Software Adapts Speech to Ambient Noise Level
Fraunhofer Institute (02/16) Meike Hummerich

Fraunhofer Institute for Digital Media Technology (IDMT) researchers have developed ADAPT DRC, new software that significantly improves the intelligibility of speech. ADAPT DRC continually analyzes ambient noise via a microphone, and the speech is adjusted to it in real time. "Our algorithms are able to prioritize certain frequencies and to reinforce, at the right time, precisely those which are particularly disturbed by the ambient noise," says IDMT researcher Jan Rennies-Hochmuth. In addition, the software accounts for the parts of the speech signal that are of different volumes. Speech intelligibility increases particularly when loud parts are systematically subdued and quiet parts are specifically amplified, a technique known as Dynamic Range Compression (DRC). The ADAPT DRC software has already been developed to the point of application maturity and is available to industrial partners. Modern conference equipment and mobile phones already have built-in microphones, meaning they already possess the technology that is necessary to be able to record the ambient noise. Meanwhile, the speaker systems of railway systems or airports would need additional microphones installed before the ADAPT DRC software could be implemented.

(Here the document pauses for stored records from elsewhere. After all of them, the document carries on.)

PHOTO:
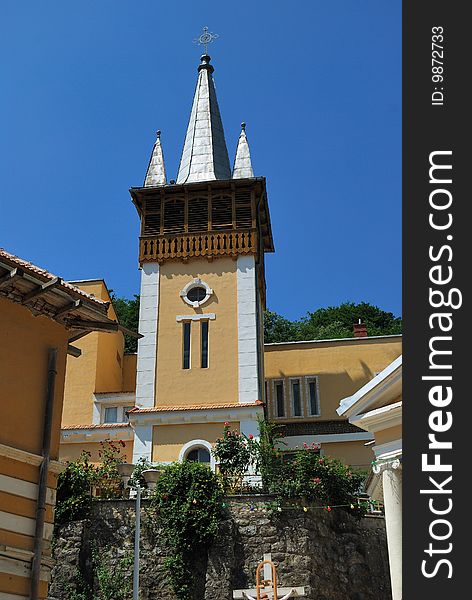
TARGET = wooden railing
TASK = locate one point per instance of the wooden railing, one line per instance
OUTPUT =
(188, 245)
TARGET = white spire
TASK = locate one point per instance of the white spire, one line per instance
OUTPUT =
(156, 173)
(242, 163)
(205, 156)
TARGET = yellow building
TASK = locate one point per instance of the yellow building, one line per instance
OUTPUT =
(201, 360)
(40, 317)
(305, 381)
(99, 389)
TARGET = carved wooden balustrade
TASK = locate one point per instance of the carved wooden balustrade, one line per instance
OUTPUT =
(188, 245)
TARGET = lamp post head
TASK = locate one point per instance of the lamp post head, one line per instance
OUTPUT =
(125, 470)
(151, 477)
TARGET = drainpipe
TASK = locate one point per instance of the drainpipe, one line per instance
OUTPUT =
(43, 475)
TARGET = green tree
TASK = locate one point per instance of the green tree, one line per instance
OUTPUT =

A New, Cheap, and Fast IT System Predicts Crimes Better, Organizes Police Shifts
University of Granada (Spain) (01/29/16)

University of Granada researchers have developed an information technology system based on algorithms that can predict how many and what type of crimes are going to be committed during the next police shift. The researchers say their breakthrough marks the first time predictive police methods have been combined with a mathematical patrolling model, and could better organize police patrolling and districting. The research relies on dynamic systems applied to crime models, and it aims to influence the analysis and development of mathematical and statistical models for identifying temporal patterns for criminal acts. The system "is based in a mathematical, multi-criteria algorithm that, considering multiple performance attributes, assigns the patrol a certain surveillance area, thus preventing the commission of crimes in the next shift, based on the crime risk prediction for that area," according to the researchers. They say the tool strengthens crime prevention, not crime suppression. However, the researchers note the tool only establishes the patrolling area and distributes police officers quickly, and it cannot be a substitute for police experience and intuition.